En el capítulo 7:12-24 asistimos a un combate desalentador. Un hombre se debate; tiene la vida de Dios, sabe lo que es el bien, pero no tiene la fuerza para hacerlo o, más bien, busca la fuerza en sí mismo, es decir, donde ella no está. A lo largo de todo este capítulo, este pobre creyente está ocupado de sí mismo; encontramos por lo menos veinte veces “yo”, “mí”, “me”: el «yo» es el centro. Este hombre procura desembarazarse de sus inclinaciones, busca satisfacer a Dios, pero va de fracaso en fracaso. ¿Quién de entre nosotros no ha hecho esta experiencia? Tomamos una buena resolución, y ¡cuán pronto se esfuma!

Entonces, ¿no debemos hacer ningún esfuerzo, puesto que es inútil? ¿Debemos despreocuparnos de todo?

Sí, hay esfuerzos que hacer, pero de ninguna manera en ese sentido. En un ejército que está en el frente de batalla, la vigilancia del centinela exige un esfuerzo diferente al del combatiente, pero la victoria depende de aquél en gran medida. Mantener la carne en la muerte, cultivar la comunión con el Señor, no es poca cosa. Y en eso consiste nuestro esfuerzo, lo que sólo es posible por medio del Espíritu Santo: permanecer cerca del Señor para que, cogidos de su mano, finalmente comprendamos que tenemos necesidad de él para todo. Separados de él, nada podemos hacer (Juan 15:5).

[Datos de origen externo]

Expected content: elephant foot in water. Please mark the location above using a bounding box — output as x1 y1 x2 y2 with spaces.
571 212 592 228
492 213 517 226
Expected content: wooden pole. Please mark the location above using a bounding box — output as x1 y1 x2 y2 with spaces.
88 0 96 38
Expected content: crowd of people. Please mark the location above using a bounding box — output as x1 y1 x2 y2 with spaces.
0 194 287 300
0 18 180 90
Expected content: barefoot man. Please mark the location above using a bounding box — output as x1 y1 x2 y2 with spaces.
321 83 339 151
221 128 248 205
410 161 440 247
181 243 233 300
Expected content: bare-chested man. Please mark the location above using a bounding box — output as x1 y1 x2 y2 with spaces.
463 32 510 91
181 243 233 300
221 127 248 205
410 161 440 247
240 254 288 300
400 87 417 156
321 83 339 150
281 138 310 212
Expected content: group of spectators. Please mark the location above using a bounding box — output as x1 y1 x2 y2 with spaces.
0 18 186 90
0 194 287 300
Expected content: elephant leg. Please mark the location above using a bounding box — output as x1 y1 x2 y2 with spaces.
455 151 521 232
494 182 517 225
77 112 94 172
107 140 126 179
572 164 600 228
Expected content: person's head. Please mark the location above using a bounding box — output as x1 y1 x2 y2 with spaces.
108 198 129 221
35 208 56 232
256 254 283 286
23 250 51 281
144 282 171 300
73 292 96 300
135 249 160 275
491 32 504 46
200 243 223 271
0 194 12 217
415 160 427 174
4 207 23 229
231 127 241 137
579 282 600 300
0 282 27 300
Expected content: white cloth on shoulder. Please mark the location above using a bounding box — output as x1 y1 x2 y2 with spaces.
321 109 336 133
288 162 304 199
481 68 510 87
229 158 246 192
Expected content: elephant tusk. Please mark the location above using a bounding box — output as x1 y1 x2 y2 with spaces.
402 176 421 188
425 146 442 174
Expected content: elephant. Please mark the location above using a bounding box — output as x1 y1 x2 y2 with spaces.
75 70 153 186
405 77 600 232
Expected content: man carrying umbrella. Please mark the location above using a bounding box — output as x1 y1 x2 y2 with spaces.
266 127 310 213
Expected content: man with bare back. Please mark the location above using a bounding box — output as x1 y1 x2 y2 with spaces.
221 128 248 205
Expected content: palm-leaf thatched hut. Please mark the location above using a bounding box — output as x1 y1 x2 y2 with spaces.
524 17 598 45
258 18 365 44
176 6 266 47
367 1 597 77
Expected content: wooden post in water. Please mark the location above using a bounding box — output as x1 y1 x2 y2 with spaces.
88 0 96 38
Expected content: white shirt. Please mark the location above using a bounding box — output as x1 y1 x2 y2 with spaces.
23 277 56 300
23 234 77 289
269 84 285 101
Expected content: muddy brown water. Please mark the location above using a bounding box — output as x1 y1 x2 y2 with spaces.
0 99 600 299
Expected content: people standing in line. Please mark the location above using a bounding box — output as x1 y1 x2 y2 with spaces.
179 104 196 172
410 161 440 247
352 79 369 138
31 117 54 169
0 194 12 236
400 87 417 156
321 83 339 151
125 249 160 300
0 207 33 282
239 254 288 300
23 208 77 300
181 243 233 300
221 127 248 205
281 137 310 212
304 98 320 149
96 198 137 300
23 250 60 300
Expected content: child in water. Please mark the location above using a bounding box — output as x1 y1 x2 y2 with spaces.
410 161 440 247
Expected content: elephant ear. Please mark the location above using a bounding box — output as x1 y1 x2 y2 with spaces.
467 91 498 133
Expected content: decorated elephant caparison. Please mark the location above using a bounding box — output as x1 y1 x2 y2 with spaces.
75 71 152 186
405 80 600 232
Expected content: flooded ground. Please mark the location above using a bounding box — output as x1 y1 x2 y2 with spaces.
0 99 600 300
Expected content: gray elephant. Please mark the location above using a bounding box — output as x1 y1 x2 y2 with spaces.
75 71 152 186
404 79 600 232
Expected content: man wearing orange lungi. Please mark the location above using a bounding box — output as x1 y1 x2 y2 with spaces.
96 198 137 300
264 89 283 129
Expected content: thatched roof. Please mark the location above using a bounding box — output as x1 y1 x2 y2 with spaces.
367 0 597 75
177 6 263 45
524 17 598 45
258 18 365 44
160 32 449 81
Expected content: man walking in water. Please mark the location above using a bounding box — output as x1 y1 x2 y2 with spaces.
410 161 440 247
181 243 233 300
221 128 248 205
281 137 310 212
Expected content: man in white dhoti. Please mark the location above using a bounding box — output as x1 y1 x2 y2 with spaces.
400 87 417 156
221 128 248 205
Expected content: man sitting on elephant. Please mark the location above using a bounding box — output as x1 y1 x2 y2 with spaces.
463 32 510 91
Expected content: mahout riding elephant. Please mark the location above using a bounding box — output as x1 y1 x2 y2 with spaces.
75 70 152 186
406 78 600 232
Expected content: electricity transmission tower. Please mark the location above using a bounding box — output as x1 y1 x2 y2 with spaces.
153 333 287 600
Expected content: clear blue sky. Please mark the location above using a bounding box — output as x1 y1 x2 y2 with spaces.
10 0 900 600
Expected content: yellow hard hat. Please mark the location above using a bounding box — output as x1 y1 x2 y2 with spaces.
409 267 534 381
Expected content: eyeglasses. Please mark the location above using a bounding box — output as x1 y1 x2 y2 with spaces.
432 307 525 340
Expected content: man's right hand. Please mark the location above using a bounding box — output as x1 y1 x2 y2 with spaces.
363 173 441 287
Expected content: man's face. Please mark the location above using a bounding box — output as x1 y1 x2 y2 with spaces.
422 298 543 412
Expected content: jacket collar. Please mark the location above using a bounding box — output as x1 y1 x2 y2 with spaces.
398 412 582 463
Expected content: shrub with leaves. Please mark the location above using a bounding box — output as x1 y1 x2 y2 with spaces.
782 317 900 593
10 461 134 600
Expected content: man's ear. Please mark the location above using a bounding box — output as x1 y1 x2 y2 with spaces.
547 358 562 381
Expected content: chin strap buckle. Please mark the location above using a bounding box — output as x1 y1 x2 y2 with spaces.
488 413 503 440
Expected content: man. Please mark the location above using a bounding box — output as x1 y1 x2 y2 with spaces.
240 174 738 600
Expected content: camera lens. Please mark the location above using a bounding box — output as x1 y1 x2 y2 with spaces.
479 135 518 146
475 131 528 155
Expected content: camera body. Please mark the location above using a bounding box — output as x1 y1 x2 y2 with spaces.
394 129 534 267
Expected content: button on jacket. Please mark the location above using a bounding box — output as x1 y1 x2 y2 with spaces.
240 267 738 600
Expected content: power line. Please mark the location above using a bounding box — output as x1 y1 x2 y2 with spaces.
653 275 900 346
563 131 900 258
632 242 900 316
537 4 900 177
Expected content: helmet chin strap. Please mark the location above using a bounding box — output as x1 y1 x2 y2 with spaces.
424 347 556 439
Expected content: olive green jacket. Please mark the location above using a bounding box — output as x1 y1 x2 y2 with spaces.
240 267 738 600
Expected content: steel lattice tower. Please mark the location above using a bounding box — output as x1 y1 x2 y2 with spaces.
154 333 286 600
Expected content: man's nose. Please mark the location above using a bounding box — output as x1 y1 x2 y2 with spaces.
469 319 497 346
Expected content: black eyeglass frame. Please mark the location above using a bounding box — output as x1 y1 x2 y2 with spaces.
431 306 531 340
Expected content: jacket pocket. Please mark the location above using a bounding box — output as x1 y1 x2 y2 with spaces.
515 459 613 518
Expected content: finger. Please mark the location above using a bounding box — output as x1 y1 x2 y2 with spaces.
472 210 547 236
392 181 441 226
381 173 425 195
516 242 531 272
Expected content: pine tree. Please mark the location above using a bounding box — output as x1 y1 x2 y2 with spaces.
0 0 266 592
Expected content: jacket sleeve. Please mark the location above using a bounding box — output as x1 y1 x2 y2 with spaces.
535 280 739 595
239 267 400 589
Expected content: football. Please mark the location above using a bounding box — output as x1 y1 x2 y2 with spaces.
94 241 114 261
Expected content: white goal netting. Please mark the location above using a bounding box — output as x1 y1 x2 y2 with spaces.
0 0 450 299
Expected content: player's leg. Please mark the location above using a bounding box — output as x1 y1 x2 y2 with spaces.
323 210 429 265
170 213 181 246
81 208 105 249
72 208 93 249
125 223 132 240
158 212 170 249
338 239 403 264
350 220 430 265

Y, al final de este capítulo 7, oímos a este creyente, quien se ha debatido como en un pantano, exclamar por fin: «No me puedo liberar a mí mismo; tengo necesidad de que se me tienda una mano. “¿Quién me librará de este cuerpo de muerte?” Por mí mismo eso es imposible». Y el Señor espera a que hayamos hecho esta experiencia —que puede ser más o menos larga y penosa— para dársenos a conocer como el gran liberador.

Así, a medida que la gracia de Dios trabaja en nosotros, Dios nos hace perder poco a poco nuestra confianza en nosotros mismos, para enseñarnos a confiar plenamente en él. Nuestras decepciones provienen de que esperamos encontrar algún bien en el hombre. Nos hace falta aprender y experimentar que todo lo que no encontramos en nosotros, lo podemos esperar de Jesucristo, nuestro Señor, y en eso reside la verdadera felicidad para nosotros.